New incentive for long-term benefit from Indigenous royalties
The Australian Government is taking action to encourage Indigenous landowners in the Northern Territory to use significant resource industry payments for the long-term benefit of local communities.
Large financial transfers must be better harnessed to benefit communities.
The Australian Government has approved a lease agreement between the traditional landowners in the north-west region of the NT and the owners of the Bonaparte Gas Pipeline.
Under the Agreement between the company and the landowners, 2500 people making up 19 land owning groups will share in around $10 million over the term of the lease.
To encourage the community to use the pipeline lease payments responsibly, the Government has approached the Northern Land Council, as the representative of the landowners, with a proposal for them to establish an education trust fund.
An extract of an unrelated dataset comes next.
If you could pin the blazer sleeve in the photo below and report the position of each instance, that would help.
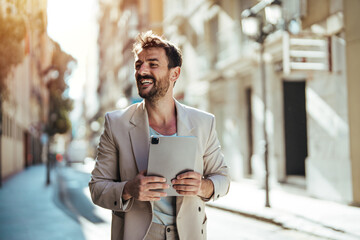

If the land owners establish an education trust fund for children across the region and allocate at least 90 per cent of the projected benefits into the trust fund, the Australian Government will match them dollar for dollar up to a maximum of $10 million.
The agreement is for a 99 year lease with Eni Australia Limited which is constructing the Bonaparte Pipeline to carry gas from the Blacktip gas processing plant near Wadeye to the Stuart Highway.
This week, I wrote to the NLC with an offer of Government support for the education trust fund.
A fund of around $18 million would provide considerable benefits in perpetuity for parents and children in a region with one of the youngest and fastest growing populations in the country.
There are already precedents for this in the NT, with recent agreements between Newmont Asia-Pacific and Warlpiri traditional owners establishing a series of programs under an education trust.
We are determined to make these kinds of agreements more common so that real and sustainable improvement can be achieved for generations of Indigenous children.